# Using The Uber App Has Some Serious Problems



## Nerka (Jul 7, 2017)

I am continually frustrated by how hard Uber (and Lyft to some extent) makes it to use their app. The huge problem is the "multiple touches" I have to use. Examples:

1) When I get a Lyft ride It takes me 3 awkward touches to turn the Uber app off.
2) They still have that stupid short cut button which to the best of my knowledge I cannot turn off. I constantly have to move it around as it gets in my way. I don't need this. My phone does this already.
3) It literally takes 3 touches to call someone. Lyft's is virtually automatic. Both of them are slow, but it is routing their switchboard.
4) Uber's little window at the top which (usually) shows the points, streak bonus and money for that day is very awkward. Moreover, they just made the streak bonuses more difficult to see so now I often don't pay attention to it. But it get's worse. They now shove a sign in front that says "You will lose consecutive rides. Do you really want to log off? Ah, duh. Also, get rid of the easy to see points that always shows in that window. No one cares. You rides depend on your schedule. If you pay attention to this you are an idiot. The only important things to show are streaks and money made. Also, make sure to show when streaks are available. I think Uber deliberately tries to mislead people.
5) Also, both Uber and lyft make it difficult to turn their apps off when demand gets high. If suddenly an event lets out and I didn't have time to log out on the other app, I literally have not time to turn it off. Suddenly I get another ping and another ping. And these companies whine when your acceptance rate goes down?....
6) Speaking of which, when a tip or other information comes up, a statement comes up on the app that blocks you from seeing what is going on. This happens to be really bad in Lyft. I literally cannot turn the app off and sometimes I receive a ping because the statement blocks the log on/off switch. It literally stays on for 10 seconds. Uber is better here as they show a flag on their app that indicates there is a tip. 

These things make driving that much more dangerous. 

Less touching is better
Greater visibility is better
Simple is better
Faster is better
Accuracy in maps is better

Is this really so hard for multi-billionaire companies? OK, I get it. It's all a video game like a wheel for a hamster...


----------



## Hardtime (Feb 4, 2020)

Valid points


----------



## Zebonkey (Feb 2, 2016)

What I hate the most, is when you accept the ping, it starts routing you, instead of giving the address right away while calculating the route.
I don't need that stupid "rerouting" message. I need the damn address.


----------



## Pippyhorse (Feb 14, 2020)

Anybody having trouble with uber driver app constantly losing volumn??


----------



## Legalizeit0 (Jul 26, 2017)

Yes.

The only way I have found to remedy thisi is to restart my Iphone.

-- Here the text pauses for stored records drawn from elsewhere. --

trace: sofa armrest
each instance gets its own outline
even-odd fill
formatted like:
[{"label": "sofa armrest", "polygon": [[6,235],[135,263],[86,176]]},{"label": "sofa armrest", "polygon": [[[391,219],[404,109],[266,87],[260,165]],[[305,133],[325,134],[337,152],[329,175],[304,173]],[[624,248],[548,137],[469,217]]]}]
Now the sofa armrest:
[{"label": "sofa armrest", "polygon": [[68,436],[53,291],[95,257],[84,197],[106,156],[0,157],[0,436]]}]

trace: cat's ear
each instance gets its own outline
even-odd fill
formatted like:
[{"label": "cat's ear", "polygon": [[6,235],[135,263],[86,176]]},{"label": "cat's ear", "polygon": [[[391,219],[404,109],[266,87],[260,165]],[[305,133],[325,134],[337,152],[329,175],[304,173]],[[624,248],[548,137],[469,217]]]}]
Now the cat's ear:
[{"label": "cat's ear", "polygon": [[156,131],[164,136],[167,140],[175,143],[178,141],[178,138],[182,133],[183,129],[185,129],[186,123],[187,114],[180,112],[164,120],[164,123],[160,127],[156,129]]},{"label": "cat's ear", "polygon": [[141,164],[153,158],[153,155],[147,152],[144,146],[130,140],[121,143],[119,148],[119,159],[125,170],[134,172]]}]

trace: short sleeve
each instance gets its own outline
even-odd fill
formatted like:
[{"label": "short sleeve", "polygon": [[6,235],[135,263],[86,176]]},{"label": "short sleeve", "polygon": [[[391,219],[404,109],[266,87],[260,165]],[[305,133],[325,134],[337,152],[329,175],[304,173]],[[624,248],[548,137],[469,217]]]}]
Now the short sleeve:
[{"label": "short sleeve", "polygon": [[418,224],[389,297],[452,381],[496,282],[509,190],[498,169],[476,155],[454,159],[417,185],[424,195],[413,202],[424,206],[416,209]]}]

I have seen several other people mention this as well. It seems to happen more after I accept a Lyft ride with my Uber app open, and then go off-line. When I come back online, the volume only goes in the earpiece and not through the speaker.

Maybe it is a subtle hint from Uber, don’t accept rides from anyone except us!


----------



## UberPhool (Mar 3, 2018)

Nerka said:


> These things make driving that much more dangerous.
> 
> Less touching is better


How about get your hand out of your pant?


----------



## justaGoober (Mar 12, 2019)

Pippyhorse said:


> Anybody having trouble with uber driver app constantly losing volumn??


This started about a week ago. I constantly have to restart the app (not the phone). It's driving me nuts. I have an iPhone XR. I uninstalled/reinstalled app. No changes.


----------



## Legalizeit0 (Jul 26, 2017)

Yes, it’s ridiculous.

it stops playing through the speaker for some reason. I missed a turn last weekend and got my first one star in over a year. I literally had to go 8 miles out of the way to get back. The only remedy I have found is to close out the Uber app and then restart it.

How do we report this to Uber technical support?


----------



## Nerka (Jul 7, 2017)

UberPhool said:


> How about get your hand out of your pant?


Too much fun. :laugh:


----------